I had a copy of Albert Pierrepoint's memoirs which I read many years ago. Pierrepoint had been one of Britain's official executioners for nearly 25-years (1932-1956) and is said to have executed between 435 and 600 people. He executed many Nazi war criminals as well as Ruth Ellis, Derek Bentley, Timothy Evans and John Reginald Christie, for the same murder. John Christie had murdered both the wife and daughter of Timothy Evans and Evans, had been sentenced to death for the crime.
I do know that when Pierrepoint turned up at Strangeways Gaol to hang a man in November 1950, he wasn't aware that he knew a man called James Henry Corbitt, because the name meant nothing to him. It was the governor of the jail who told him that the man he was about to hang had said that he knew him. It was only when he looked through the spy hole in the cell door that he recognised who it was. Corbitt and his girlfriend had been regulars in Pierrepoint’s pub in Failsworth which was called ‘Help the Poor Struggler’. Corbitt was known for being a good pub tenor and had often sang duets with Albert Pierrepoint.
In August 1950, Corbitt had strangled his girlfriend Eliza Wood in a bedroom at the Prince of Wales pub in Ashton-under-Lyne. I wrote about this murder in Northern Voices magazine some years ago. Pierrepoint hung Corbitt in November 1950. The pub that was located on Stamford Street, is no longer there but it acquired the nickname, ‘The Stranglers Arms’.
This is the first time that I have ever seen a photograph of James Henry Corbitt (see above). I did see a photograph that had been taken of Eliza Wood in a library book. It had obviously been taken at the scene of the crime because it showed her lying in a bed with a word ‘Whore’ written on her forehead.

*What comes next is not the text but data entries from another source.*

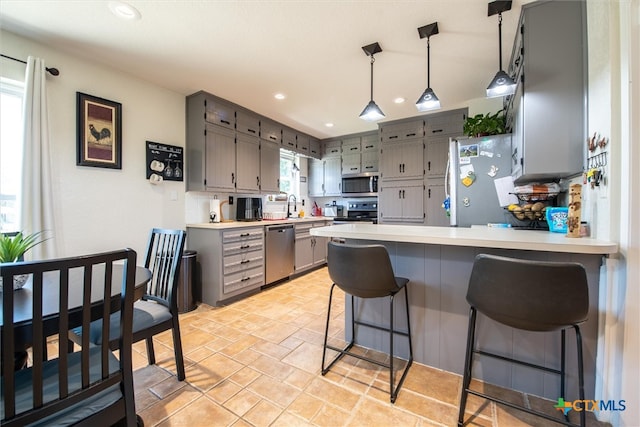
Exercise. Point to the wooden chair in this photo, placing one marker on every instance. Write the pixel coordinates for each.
(158, 310)
(89, 387)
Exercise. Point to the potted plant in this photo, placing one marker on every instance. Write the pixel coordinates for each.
(13, 247)
(485, 124)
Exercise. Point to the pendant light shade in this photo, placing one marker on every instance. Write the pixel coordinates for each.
(502, 84)
(428, 100)
(372, 112)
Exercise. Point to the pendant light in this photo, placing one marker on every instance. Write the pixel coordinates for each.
(372, 112)
(502, 84)
(428, 100)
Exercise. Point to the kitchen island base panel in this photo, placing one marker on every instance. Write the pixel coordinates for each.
(439, 277)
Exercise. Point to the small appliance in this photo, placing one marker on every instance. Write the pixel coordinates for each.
(360, 185)
(248, 209)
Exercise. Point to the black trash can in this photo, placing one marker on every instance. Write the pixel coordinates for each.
(186, 284)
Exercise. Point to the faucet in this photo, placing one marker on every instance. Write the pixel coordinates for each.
(295, 201)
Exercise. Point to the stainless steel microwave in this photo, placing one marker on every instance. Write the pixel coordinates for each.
(360, 185)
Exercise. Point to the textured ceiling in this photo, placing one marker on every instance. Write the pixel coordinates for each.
(246, 51)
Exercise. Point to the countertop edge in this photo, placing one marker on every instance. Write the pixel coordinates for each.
(483, 237)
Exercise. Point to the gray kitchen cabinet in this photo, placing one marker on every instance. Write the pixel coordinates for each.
(210, 129)
(269, 167)
(304, 248)
(302, 145)
(247, 163)
(270, 131)
(331, 148)
(435, 213)
(547, 114)
(401, 131)
(315, 148)
(316, 178)
(218, 112)
(220, 158)
(289, 139)
(351, 163)
(247, 123)
(310, 251)
(402, 160)
(436, 154)
(325, 178)
(232, 262)
(401, 202)
(332, 176)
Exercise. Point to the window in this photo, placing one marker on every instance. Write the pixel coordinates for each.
(11, 100)
(290, 173)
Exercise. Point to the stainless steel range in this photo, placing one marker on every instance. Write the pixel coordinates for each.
(360, 211)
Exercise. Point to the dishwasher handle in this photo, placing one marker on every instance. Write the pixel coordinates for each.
(279, 228)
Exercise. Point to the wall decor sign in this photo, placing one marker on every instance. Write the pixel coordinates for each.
(164, 162)
(99, 132)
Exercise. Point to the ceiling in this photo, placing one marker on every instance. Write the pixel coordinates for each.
(310, 50)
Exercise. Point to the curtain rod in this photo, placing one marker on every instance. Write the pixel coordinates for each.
(52, 71)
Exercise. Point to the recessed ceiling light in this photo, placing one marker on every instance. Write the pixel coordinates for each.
(124, 11)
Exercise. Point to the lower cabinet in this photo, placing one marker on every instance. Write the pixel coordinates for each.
(311, 251)
(232, 261)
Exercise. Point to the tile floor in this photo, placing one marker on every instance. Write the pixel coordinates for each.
(256, 362)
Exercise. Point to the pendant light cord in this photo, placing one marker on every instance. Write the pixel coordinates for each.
(372, 61)
(500, 41)
(428, 64)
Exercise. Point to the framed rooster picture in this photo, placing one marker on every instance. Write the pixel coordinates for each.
(99, 132)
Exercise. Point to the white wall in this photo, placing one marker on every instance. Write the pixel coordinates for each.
(102, 209)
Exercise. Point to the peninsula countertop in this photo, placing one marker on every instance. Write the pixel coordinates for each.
(477, 236)
(265, 222)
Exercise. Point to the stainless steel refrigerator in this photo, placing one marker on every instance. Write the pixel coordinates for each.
(474, 166)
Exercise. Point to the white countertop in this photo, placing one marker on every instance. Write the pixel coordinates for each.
(265, 222)
(481, 236)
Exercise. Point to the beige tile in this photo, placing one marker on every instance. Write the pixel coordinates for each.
(263, 414)
(197, 412)
(338, 396)
(274, 390)
(242, 402)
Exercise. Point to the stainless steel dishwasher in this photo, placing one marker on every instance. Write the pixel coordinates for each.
(279, 252)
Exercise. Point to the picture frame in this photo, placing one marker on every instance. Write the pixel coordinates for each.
(99, 132)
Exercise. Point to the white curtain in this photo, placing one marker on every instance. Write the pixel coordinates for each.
(37, 197)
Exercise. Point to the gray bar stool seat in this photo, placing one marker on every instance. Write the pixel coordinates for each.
(365, 271)
(532, 296)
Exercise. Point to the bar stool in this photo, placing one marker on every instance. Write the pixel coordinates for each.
(365, 271)
(531, 296)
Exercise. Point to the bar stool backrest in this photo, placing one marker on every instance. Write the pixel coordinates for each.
(529, 295)
(364, 271)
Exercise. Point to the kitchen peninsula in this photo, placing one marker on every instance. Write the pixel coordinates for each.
(438, 262)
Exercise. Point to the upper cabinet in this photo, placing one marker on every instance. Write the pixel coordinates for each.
(547, 114)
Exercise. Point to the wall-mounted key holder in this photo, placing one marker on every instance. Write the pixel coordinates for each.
(164, 162)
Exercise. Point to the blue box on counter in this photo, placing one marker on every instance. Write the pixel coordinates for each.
(557, 219)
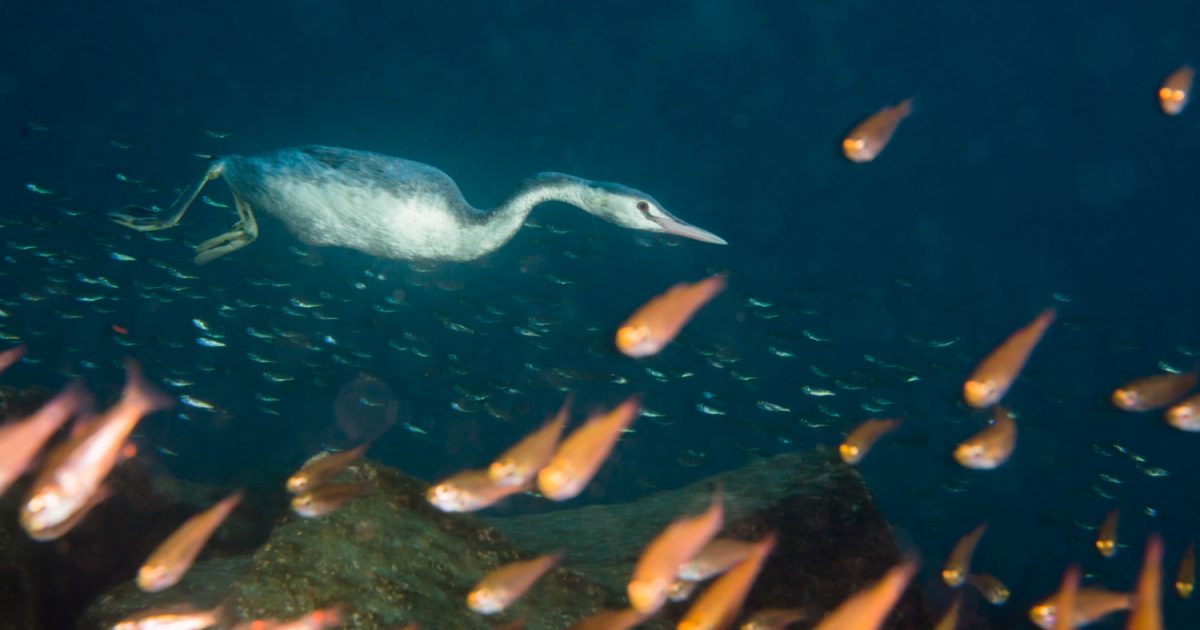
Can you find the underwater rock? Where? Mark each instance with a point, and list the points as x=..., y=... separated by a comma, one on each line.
x=390, y=558
x=51, y=585
x=832, y=538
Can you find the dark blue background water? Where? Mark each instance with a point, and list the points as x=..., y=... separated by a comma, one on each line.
x=1036, y=162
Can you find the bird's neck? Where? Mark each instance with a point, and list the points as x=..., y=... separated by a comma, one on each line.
x=509, y=216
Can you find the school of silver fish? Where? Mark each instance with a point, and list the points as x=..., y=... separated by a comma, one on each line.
x=551, y=461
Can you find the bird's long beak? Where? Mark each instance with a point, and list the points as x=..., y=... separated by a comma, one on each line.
x=679, y=228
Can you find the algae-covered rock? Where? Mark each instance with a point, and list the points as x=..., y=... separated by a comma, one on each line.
x=390, y=558
x=832, y=539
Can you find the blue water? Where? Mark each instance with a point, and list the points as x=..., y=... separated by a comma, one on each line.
x=1036, y=162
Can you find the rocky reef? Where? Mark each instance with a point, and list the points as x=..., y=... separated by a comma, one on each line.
x=390, y=558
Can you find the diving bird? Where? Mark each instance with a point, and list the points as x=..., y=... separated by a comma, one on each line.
x=393, y=208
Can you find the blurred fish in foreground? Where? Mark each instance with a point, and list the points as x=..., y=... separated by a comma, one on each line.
x=1147, y=597
x=958, y=564
x=1107, y=534
x=323, y=467
x=655, y=323
x=869, y=607
x=660, y=562
x=1176, y=90
x=861, y=441
x=21, y=441
x=1186, y=575
x=519, y=465
x=1153, y=391
x=997, y=371
x=991, y=447
x=583, y=451
x=1090, y=605
x=498, y=589
x=719, y=604
x=868, y=139
x=71, y=481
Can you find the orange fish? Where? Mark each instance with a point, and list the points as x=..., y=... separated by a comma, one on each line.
x=1173, y=96
x=1147, y=595
x=11, y=355
x=1067, y=598
x=327, y=498
x=1153, y=391
x=519, y=465
x=498, y=589
x=1091, y=604
x=773, y=619
x=993, y=589
x=997, y=371
x=958, y=565
x=174, y=556
x=1107, y=534
x=610, y=621
x=22, y=439
x=677, y=544
x=714, y=558
x=1185, y=414
x=859, y=441
x=719, y=604
x=583, y=451
x=72, y=477
x=659, y=321
x=322, y=467
x=468, y=491
x=868, y=609
x=869, y=138
x=951, y=619
x=1186, y=575
x=991, y=447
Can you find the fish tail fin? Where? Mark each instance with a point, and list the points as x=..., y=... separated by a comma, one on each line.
x=141, y=394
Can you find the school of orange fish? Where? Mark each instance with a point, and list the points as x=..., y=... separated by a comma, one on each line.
x=71, y=480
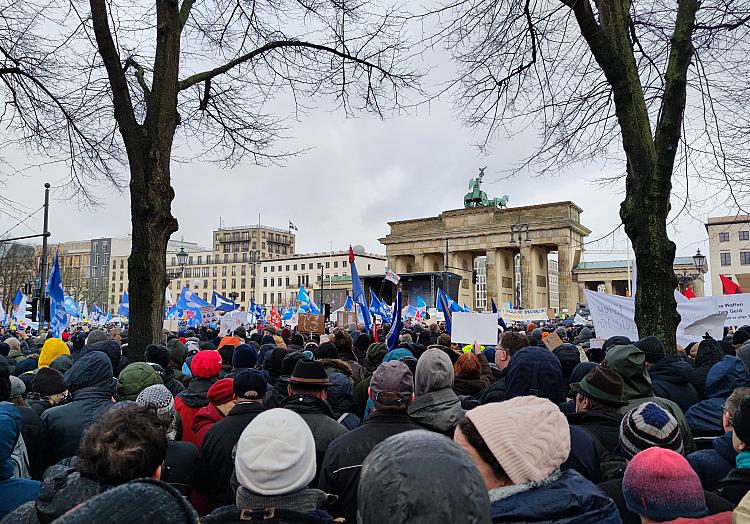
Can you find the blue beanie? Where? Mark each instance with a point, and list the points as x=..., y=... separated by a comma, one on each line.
x=244, y=356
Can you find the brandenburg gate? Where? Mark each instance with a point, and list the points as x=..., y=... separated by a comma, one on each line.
x=501, y=235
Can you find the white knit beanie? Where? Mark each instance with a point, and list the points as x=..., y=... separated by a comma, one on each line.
x=275, y=454
x=528, y=436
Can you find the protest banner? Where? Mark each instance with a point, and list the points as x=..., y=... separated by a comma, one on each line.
x=468, y=327
x=523, y=315
x=309, y=323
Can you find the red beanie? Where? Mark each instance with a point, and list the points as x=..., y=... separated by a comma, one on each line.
x=206, y=363
x=221, y=392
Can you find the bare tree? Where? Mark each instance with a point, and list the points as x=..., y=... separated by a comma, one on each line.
x=659, y=86
x=207, y=75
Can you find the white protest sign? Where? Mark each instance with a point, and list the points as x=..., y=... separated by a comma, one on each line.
x=232, y=321
x=468, y=327
x=523, y=315
x=612, y=315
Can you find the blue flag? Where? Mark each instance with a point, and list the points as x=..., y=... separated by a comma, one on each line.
x=58, y=318
x=222, y=303
x=349, y=304
x=359, y=293
x=124, y=309
x=396, y=325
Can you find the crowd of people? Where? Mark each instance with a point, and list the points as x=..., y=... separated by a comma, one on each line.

Albert Pierrepoint seems to have had no qualms about hanging people and doesn't seem to have suffered any lasting psychological damage. I think he may have seen his job as a 'calling' or 'craft' because both his father and uncle had been hangmen. I think that he said that from being a schoolboy he’d wanted to be a hangman. He also took pride in being able to kill somebody quickly and efficiently.
Some British hangmen have suffered psychological damage. John Ellis, from Rochdale, committed suicide and the Yorkshire hangman, James Berry, also seems to have suffered some kind of PTSD. In his memoirs, James Berry, wrote about hanging Mary Ann Britland at Strangeways Gaol in August 1886. She was the first woman to be hanged at Strangeways. Mrs Britland was also from Ashton and was found guilty of murder by poisoning her husband, daughter, and best friend. I believe that Mrs Britland was dragged to the scaffold kicking and screaming. Berry said that many years after executing her Mrs Britland he could still hear her screams in his head.